Best practice for changing notification's TO address via framework

I’ve created an add-on that looks up a form submitter’s location via their IP address. Using this location, I want to send an email to one of our offices responsible for that region with the form’s information.

I’ve got the IP lookup and region lookup done. I’m looking for best practices regarding generating a new notification email that will go to the email address associated with the user’s region.

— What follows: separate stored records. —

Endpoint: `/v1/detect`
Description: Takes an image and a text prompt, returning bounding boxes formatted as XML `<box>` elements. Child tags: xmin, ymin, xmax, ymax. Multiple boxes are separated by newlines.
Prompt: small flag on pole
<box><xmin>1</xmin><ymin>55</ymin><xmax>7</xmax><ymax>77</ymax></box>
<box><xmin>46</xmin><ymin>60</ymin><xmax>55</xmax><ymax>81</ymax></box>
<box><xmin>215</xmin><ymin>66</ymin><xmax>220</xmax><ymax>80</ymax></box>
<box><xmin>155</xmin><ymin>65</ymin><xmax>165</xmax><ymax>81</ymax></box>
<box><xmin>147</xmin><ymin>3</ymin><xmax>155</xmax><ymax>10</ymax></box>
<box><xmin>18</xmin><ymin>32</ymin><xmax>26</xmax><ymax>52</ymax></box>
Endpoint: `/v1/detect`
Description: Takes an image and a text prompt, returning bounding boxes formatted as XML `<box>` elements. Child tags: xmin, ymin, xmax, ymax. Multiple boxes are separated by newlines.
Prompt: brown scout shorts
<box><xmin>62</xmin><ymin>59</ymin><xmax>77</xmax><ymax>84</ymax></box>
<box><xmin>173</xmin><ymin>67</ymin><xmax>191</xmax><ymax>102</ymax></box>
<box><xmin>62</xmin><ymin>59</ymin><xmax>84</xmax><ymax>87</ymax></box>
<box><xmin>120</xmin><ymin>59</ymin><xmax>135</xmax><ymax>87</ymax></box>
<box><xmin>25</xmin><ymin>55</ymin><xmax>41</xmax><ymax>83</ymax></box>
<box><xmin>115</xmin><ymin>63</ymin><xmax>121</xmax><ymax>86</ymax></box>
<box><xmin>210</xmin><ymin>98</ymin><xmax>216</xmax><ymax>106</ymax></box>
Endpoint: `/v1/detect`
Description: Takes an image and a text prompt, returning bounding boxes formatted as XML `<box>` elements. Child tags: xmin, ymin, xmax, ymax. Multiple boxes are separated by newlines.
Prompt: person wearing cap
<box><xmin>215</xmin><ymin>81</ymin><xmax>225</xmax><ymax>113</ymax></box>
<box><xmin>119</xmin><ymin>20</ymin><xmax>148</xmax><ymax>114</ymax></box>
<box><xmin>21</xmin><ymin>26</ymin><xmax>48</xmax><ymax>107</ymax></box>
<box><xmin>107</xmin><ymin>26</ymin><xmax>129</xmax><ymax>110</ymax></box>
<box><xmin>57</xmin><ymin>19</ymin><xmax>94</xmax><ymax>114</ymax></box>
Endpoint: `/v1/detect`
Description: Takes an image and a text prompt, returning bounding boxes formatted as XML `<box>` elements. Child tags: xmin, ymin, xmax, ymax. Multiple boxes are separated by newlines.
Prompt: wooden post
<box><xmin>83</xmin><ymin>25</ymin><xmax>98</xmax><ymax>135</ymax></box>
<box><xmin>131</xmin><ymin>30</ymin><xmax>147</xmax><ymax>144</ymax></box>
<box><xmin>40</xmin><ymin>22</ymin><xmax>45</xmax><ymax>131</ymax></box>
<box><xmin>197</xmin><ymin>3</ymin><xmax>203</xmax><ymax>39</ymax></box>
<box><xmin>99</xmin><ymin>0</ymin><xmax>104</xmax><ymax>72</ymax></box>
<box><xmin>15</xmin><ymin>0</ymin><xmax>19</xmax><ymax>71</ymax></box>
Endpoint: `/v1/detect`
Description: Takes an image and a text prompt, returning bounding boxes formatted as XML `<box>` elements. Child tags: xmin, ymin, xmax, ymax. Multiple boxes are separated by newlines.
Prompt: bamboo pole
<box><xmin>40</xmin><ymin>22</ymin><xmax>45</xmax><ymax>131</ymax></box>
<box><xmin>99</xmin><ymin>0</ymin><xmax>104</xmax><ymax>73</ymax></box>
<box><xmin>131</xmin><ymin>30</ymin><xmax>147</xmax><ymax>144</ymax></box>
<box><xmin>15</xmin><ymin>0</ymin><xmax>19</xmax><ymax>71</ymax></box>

I’ve tried using the gform_notification hook. I got a nicely formatted email, but the code felt messy. Based on the value in the “To Email” field, I had to determine if the notification was intended for someone in our company or the external customer–we don’t want these emails going out to someone outside of the organization. Additionally, this left the forms admin putting a company address in the notification’s TO field, which would ultimately not be used because the IP address routing would change it.

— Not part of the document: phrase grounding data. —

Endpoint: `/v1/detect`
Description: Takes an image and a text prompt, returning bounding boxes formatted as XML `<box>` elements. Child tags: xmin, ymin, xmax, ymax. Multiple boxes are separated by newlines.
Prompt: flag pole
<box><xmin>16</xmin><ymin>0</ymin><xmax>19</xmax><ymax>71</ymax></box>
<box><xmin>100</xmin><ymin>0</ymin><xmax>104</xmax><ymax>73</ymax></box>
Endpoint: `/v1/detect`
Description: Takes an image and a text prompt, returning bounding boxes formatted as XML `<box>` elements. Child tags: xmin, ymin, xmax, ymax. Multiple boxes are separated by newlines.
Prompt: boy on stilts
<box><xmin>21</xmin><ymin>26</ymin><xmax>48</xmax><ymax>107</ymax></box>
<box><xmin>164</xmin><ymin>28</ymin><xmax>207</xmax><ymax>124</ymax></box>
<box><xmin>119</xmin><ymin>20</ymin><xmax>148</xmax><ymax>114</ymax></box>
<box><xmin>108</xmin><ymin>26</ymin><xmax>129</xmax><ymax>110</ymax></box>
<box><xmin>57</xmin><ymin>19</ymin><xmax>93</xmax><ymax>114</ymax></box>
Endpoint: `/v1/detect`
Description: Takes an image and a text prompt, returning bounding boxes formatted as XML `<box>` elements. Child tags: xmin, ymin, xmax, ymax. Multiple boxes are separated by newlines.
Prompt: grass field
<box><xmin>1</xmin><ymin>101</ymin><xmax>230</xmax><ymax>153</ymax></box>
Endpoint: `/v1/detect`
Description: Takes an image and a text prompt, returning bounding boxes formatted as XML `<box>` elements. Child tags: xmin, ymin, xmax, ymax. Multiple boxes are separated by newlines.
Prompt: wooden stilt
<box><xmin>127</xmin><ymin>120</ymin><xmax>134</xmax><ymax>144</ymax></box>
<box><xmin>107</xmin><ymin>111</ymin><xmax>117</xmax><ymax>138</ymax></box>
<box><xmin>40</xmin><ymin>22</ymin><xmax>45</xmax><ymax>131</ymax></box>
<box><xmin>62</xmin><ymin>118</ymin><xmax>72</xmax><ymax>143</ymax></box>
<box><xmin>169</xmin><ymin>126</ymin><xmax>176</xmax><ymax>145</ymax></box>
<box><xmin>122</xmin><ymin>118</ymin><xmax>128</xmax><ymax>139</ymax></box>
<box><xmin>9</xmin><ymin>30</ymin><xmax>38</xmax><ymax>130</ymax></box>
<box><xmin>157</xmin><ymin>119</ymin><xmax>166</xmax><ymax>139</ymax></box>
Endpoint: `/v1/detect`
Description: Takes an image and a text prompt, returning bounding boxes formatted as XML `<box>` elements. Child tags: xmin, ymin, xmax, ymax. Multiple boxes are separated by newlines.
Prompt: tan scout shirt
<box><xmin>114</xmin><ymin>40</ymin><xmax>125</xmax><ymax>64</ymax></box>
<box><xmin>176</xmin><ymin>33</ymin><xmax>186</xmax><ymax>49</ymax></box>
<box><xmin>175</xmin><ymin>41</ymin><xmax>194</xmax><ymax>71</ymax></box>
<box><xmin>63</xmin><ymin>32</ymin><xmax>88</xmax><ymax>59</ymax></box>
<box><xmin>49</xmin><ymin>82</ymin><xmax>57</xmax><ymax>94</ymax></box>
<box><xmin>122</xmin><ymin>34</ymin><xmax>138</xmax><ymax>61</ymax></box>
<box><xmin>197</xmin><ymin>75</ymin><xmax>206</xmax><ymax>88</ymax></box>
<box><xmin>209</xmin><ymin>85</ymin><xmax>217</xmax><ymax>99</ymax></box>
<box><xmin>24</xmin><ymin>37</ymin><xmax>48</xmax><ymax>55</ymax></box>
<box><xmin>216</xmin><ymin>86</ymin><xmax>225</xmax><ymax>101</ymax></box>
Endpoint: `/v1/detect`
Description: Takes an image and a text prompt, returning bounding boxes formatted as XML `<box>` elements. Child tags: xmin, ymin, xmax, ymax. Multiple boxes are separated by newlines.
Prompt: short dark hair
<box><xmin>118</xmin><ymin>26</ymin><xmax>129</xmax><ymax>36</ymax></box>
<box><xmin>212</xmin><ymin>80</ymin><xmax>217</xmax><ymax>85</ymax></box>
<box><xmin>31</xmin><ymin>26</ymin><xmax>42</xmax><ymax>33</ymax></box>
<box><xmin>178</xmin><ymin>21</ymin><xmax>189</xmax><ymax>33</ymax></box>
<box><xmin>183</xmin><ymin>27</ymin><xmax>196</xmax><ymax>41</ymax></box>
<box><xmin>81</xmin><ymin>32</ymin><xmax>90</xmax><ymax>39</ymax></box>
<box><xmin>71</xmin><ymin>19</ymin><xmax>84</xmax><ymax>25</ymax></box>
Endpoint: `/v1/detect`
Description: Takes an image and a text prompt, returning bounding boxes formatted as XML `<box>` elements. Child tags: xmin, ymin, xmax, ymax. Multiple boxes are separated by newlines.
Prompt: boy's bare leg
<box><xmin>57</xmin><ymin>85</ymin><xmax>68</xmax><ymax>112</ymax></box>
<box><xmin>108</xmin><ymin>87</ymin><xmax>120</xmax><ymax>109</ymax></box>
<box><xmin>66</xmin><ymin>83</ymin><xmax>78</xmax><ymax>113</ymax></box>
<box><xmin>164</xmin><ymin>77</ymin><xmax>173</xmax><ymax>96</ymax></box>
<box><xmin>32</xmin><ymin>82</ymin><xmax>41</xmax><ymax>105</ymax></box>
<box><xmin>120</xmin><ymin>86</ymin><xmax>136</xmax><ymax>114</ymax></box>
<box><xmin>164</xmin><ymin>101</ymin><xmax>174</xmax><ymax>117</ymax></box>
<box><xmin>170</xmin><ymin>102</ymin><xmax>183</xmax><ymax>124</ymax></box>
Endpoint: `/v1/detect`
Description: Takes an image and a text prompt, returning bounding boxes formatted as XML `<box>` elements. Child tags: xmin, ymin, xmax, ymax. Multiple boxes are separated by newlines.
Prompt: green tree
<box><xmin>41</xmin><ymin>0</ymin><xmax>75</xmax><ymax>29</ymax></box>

Right now, I’m using the feed framework. I’ve got a feed set up, and it’s processing successfully. This feels a lot cleaner, since the forms admin just has to create a new feed for the form. However, I’m left with the question of how best to send an email out to the necessary office from within the process_feed() function. I can add a custom event (https://docs.gravityforms.com/notifications-custom-events-addon-framework/), but that requires the forms admin to create a notification in addition to the current feed (and we’re back to them putting in a TO address that will not be used).

Is there a way that I can streamline this? I’d like to minimize the amount of work required by the forms admin to hopefully just a few clicks–if that. If they can create a feed, and I can send out a notification in the background without any further work on their part, that would be great.

Using the gform_notification is the way to go to alter a notification dynamically. If you don’t want to use a notification because the admin will see a setting that is being overridden by your code and you want to handle it using a feed instead, then you can completely forget about notifications events because they’re only for notifications.

Using the feed approach you would need to send the email by your own, for example using the wp_mail() function.

Thank you, Samuel!

Using the wp_mail() approach, is there an easy way to generate a styled email like the ones that go out with notifications? I’d like to mimic the {all_fields} functionality as best as I can.

Hi Steve, to mimic the format of the {all_fields} notification, I recommend taking a look at notification.php in the plugin folder and copying what you need.